I felt a hand on my shoulder.

“Charlie?” Mike asked. “Are you all right?”

I was crying. The tears just came. I couldn’t stop.

“Charlie?” Mike repeated.

I looked away from the television and over at Mike and the Carters, who were staring at me.

“I’m so sorry,” I said. “Forgive me.”

Mr. Carter looked back toward the television. His wife glanced down at the floor.

“What on earth is wrong with you?” Mike whispered.

I wiped my eyes.

“I knew him,” I said.

“You knew Arch Creigh?” Mr. Carter asked.

“Yes,” I said.

“Like, you knew him,” Mike said, “or you knew him?”

How could I even begin to answer such a question?

 

 

Part One

 

 

Princes in the Tower

 

 

one

 


When I learned what had happened to Arch, what he’d done—when I saw him there on the TV screen in the living room of a dead soldier’s family and wept—I thought not of what he’d become, but, rather, of a boy I once knew, with a mop of golden hair and a golden smile and a sense of certitude so strong it spilled onto everyone around him. And I thought of the boy I had once been, aimless and timid, and how when that magnificent boy turned his light toward me, I fed on that light, and in doing so, became transformed.
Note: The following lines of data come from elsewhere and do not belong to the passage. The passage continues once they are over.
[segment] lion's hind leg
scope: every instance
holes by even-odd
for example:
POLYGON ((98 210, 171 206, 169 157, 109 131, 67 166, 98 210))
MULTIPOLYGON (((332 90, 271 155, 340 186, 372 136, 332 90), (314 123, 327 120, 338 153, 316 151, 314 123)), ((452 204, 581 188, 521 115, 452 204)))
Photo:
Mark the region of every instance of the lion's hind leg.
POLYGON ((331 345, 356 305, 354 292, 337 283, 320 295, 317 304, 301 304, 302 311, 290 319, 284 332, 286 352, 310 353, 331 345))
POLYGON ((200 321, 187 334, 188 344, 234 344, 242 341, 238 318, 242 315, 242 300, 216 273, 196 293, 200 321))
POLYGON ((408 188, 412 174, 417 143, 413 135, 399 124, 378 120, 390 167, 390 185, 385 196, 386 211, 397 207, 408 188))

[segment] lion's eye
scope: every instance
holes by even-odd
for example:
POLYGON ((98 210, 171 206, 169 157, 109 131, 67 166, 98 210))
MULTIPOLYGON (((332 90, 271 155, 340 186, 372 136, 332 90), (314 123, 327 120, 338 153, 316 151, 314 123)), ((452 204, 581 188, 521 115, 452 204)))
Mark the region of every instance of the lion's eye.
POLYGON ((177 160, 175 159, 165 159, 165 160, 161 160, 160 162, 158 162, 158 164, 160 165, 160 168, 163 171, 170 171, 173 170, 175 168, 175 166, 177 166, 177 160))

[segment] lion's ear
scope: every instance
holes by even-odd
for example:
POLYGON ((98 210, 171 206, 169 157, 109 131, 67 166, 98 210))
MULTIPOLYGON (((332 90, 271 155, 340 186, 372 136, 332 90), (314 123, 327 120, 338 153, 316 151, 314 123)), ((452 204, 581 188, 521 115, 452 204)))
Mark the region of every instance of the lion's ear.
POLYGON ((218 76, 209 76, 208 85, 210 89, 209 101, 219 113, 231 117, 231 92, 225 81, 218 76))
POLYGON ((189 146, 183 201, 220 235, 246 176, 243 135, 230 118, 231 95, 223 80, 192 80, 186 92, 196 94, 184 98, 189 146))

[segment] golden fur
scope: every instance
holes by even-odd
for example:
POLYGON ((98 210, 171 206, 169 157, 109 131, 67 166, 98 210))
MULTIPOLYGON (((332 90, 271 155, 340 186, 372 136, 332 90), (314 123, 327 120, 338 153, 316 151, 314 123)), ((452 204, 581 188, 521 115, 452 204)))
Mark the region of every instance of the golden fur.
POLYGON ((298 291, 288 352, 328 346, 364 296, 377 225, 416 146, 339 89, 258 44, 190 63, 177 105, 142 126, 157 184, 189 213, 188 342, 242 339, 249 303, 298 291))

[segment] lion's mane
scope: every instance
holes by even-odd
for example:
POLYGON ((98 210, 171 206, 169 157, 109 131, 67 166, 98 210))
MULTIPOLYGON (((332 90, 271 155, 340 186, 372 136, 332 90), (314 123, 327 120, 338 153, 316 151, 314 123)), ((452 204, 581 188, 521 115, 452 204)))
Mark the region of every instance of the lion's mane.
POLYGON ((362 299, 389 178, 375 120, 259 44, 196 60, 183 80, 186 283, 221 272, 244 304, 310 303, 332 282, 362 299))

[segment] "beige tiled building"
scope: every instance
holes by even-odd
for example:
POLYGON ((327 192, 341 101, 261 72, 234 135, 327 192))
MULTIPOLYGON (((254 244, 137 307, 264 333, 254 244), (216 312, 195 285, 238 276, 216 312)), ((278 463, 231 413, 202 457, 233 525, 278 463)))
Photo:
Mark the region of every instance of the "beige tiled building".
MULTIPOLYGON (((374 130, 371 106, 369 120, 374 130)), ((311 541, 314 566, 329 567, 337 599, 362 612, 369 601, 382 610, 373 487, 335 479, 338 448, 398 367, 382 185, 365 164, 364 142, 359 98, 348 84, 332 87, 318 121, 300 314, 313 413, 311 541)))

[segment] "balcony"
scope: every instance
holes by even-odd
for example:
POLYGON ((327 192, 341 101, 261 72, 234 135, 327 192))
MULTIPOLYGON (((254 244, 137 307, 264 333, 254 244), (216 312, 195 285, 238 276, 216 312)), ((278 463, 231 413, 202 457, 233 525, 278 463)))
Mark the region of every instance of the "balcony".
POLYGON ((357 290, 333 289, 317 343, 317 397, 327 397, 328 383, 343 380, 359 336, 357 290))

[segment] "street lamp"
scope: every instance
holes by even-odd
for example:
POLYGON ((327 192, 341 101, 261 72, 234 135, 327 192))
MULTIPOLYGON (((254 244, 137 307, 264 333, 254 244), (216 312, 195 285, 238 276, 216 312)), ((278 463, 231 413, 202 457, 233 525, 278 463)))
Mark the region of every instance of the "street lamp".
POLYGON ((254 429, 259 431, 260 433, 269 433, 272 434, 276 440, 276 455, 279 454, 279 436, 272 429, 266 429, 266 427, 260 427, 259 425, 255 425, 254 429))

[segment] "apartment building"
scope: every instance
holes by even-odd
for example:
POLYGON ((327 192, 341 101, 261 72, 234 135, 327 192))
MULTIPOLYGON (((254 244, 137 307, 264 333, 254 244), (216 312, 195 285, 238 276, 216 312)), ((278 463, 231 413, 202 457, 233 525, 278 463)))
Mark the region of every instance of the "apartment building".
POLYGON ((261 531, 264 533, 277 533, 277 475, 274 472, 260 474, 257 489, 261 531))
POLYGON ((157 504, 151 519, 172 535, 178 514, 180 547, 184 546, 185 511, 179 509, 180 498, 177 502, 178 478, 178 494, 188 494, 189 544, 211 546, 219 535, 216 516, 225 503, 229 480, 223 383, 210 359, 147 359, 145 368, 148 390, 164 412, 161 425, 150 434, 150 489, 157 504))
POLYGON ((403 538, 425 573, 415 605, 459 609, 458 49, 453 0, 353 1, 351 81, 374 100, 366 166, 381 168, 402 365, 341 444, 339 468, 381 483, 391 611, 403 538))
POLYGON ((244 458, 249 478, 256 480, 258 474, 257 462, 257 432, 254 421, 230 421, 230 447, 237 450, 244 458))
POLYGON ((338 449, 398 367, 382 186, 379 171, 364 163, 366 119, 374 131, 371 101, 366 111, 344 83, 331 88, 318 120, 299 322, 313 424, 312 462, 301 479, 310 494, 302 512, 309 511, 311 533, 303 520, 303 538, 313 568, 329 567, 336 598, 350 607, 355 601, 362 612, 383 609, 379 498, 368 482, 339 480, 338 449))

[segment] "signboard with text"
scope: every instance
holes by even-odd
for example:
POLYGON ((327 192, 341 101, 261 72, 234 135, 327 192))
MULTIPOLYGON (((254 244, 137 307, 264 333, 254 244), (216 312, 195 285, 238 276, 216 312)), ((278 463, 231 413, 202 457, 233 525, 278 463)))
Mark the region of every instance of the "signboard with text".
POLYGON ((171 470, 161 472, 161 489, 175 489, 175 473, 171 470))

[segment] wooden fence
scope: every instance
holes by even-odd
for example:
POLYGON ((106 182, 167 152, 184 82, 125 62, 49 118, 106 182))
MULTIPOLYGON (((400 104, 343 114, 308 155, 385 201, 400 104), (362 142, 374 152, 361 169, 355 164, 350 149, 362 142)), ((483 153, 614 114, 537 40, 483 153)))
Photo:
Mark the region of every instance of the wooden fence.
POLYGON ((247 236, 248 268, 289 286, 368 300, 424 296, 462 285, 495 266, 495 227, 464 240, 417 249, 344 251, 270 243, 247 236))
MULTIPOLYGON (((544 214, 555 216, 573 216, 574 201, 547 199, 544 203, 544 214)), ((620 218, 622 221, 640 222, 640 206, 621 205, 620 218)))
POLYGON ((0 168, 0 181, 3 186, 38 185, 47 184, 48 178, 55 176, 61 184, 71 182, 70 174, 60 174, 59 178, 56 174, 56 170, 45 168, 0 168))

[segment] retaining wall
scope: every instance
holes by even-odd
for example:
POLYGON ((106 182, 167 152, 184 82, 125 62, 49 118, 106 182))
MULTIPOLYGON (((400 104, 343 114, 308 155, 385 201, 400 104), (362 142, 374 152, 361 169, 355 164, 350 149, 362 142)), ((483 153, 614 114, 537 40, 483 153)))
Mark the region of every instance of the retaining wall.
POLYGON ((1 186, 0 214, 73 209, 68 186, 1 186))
I was born in Nashville, but I got my start in the mountains of Western North Carolina, on the last day of the second session at Camp Hollyhock for Girls, August 1969, in the back seat of an old Buick parked on a deserted fire road above the camp lake. My mother, Bonnie, fifteen years old, between her sophomore and junior years of high school, had fallen for a handsome stable boy named Johnny Larue, recently drafted and bound for Basic Training. Her parents were strict Upstate South Carolina Presbyterians, who firmly believed that God hates liquor and sex and loves rich white people, so long as they at least pretend to hate liquor and sex. But my mother never listened in church.